THE INVISIBILITY'S THE THING. This is a rather bizarre point by Michael Kinsley:
If a superior level of care is available, the care being guaranteed to everybody is inferior. In other words, you are rationing -- denying people useful, if not vital, health care to save money. Worse, you are letting people buy their way out of the rationing if they can afford it -- the way affluent young men were allowed to buy their way out of the Civil War draft.
At the moment we don't guarantee anyone any level of health care, so this moral dilemma can be saved for another day.
This is like watching a kid step in front of a car and breathing a big sigh of relief because you never took an oath to save kids from oncoming automobiles. We're not saving the moral dilemma for another day, we're just ignoring it today. As it is, we have almost no guaranteed floor, and all rationing is done by income, and done without limit. If we did guarantee a certain level of care, at least there would be a minimum below which poverty couldn't push you. Kinsley's protests are a dodge, a complicated, and unconvincing, rationale to deny our complicity.
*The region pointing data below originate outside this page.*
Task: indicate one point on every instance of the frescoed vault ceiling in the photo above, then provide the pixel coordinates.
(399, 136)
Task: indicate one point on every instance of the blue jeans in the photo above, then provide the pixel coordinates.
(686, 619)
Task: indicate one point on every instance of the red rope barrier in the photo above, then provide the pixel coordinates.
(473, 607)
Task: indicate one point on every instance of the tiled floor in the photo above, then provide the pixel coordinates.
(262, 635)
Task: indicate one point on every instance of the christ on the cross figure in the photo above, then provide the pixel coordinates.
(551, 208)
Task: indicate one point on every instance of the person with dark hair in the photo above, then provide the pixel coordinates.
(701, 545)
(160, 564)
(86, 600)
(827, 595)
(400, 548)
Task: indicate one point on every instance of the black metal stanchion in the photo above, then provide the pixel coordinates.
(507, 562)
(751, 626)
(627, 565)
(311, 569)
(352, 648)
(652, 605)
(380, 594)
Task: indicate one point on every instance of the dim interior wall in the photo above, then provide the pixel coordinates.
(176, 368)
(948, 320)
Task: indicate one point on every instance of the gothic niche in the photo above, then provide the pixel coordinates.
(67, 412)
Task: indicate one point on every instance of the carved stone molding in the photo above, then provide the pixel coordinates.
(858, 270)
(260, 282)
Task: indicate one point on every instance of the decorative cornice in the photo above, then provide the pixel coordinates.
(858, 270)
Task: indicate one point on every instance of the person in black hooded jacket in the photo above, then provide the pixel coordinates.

I often wonder if some of the right's obsessive affection for Health Savings Accounts and individualized medicine doesn't come from exactly that desire: In a communal system, we'll have to make choices about how to apportion care, and they will be hard. Sometimes we will feel guilty. In a "consumer-directed" system, the market, which is to say income, will make those choices for us. It will make them cleanly, lopping the poor right off the balance sheets. It will make them less humanely, and with no consideration as to individual circumstances or where treatment could do the most good, but at least we won't be consciously involved. You often hear about the market's role as an "invisible hand," but in health care, it's an invisible executioner. And maybe that's what we like about it.